When you won’t accept the complete and utter failure of your prophecies when they come a cropper.
So, am I talking about the classic Leon Festinger, Henry W. Riecken, and Stanley Schachter study in social psychology, When Prophecy Fails: A Social and Psychological Study of a Modern Group that Predicted the Destruction of the World? In that work, social scientists infiltrated an eschatological cult to see how they would react when their prophecy of end times failed.
What did the cultists do?
Many doubled down, tweaked their original prophecy, and continued in their previous beliefs but with greater fervor.

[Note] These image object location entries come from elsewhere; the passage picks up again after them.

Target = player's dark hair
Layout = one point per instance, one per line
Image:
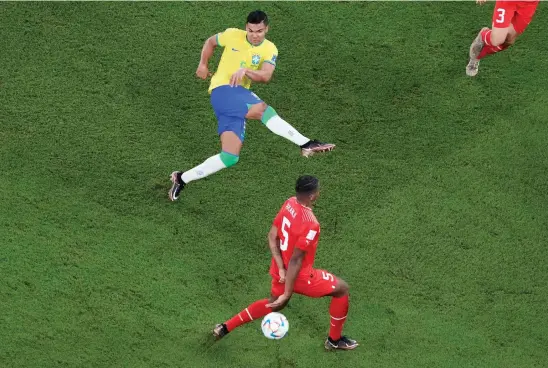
(257, 16)
(307, 184)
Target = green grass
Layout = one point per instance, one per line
(433, 208)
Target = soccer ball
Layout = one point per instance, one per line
(274, 325)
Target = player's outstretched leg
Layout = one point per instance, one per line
(270, 118)
(229, 156)
(338, 310)
(254, 311)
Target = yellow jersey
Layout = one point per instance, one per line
(239, 53)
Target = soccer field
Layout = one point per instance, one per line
(433, 209)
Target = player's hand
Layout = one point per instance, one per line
(280, 302)
(281, 273)
(202, 72)
(237, 77)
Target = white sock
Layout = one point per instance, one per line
(281, 127)
(208, 167)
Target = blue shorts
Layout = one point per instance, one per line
(231, 105)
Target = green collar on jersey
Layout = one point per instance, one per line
(252, 45)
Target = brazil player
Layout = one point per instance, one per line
(510, 19)
(293, 239)
(248, 56)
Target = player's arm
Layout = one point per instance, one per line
(207, 52)
(263, 75)
(274, 244)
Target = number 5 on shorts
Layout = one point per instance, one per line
(327, 276)
(500, 12)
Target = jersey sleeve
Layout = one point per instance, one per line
(308, 235)
(226, 37)
(271, 56)
(278, 219)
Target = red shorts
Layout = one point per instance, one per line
(517, 13)
(320, 283)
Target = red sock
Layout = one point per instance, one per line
(338, 309)
(252, 312)
(486, 37)
(488, 48)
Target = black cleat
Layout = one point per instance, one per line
(178, 185)
(220, 331)
(314, 146)
(344, 343)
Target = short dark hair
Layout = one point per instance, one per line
(307, 184)
(257, 16)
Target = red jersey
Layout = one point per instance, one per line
(297, 227)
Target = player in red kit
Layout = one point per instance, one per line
(510, 19)
(293, 239)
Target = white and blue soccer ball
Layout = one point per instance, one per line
(274, 325)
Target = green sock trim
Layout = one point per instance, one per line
(268, 114)
(229, 159)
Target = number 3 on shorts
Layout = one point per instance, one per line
(501, 12)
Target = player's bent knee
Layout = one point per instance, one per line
(498, 36)
(229, 159)
(342, 289)
(256, 111)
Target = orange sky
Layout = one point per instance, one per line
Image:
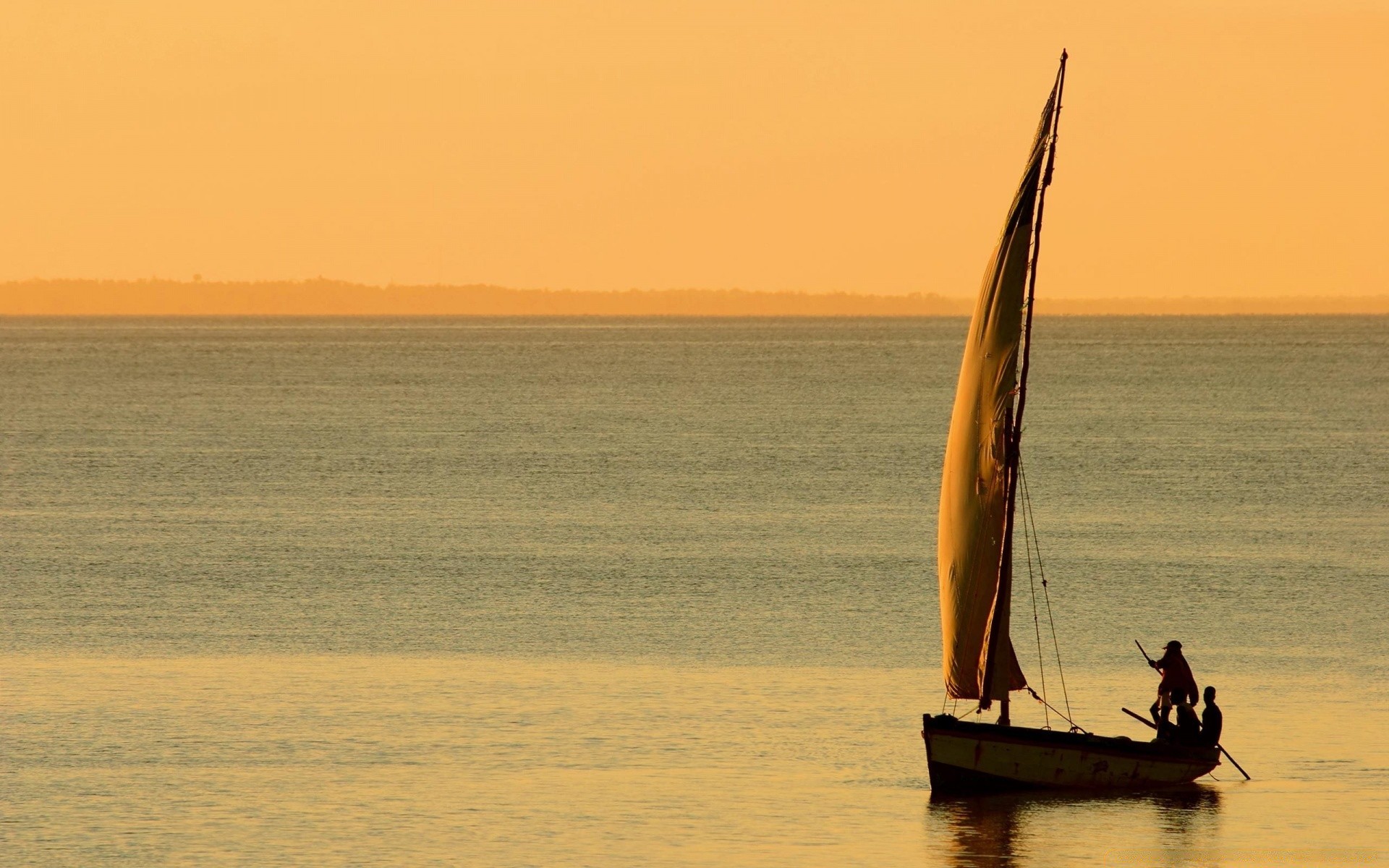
(1215, 149)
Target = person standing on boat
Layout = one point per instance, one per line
(1177, 676)
(1188, 726)
(1213, 721)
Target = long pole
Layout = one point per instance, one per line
(1146, 723)
(1014, 422)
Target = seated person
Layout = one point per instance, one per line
(1212, 720)
(1188, 726)
(1162, 709)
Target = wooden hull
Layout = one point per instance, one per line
(969, 759)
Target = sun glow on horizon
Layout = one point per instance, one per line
(1230, 150)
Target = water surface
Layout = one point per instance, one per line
(663, 592)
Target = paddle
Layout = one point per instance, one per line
(1152, 726)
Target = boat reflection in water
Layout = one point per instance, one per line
(1049, 827)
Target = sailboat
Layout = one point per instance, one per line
(978, 506)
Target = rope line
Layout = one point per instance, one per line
(1074, 726)
(1037, 624)
(1046, 593)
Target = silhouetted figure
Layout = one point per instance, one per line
(1177, 676)
(1162, 712)
(1212, 720)
(1188, 727)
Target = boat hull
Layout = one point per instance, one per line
(970, 759)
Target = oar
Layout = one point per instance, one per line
(1142, 652)
(1141, 718)
(1155, 726)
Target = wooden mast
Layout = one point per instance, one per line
(998, 628)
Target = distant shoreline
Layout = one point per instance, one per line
(155, 297)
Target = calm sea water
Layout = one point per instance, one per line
(663, 592)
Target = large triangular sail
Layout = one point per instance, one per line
(978, 480)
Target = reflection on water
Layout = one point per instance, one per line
(1025, 828)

But no. I am not talking about that, not directly.
I refer to the Mueller Report.
“For years, every pundit and Democratic pol in Washington hyped every new Russia headline like the Watergate break-in,” writes Matt Taibbi in “It’s official: Russiagate is this generation’s WMD?” Noting that while the story as it was hyped from the beginning was about espionage, a “secret relationship between the Trump campaign and Russian spooks who’d helped him win the election,” the biggest thing to come of it has been “Donald Trump paying off a porn star.”
Now that the Mueller Report has come to a fizzle, proving nothing very interesting or relevant, our reaction to the news that the President is not Putin’s puppet should be jubilation.
To shed a tear and get all choked up, like Rachel Maddow? That should signal the end time for the cult.
This is Common Sense. I’m Paul Jacob.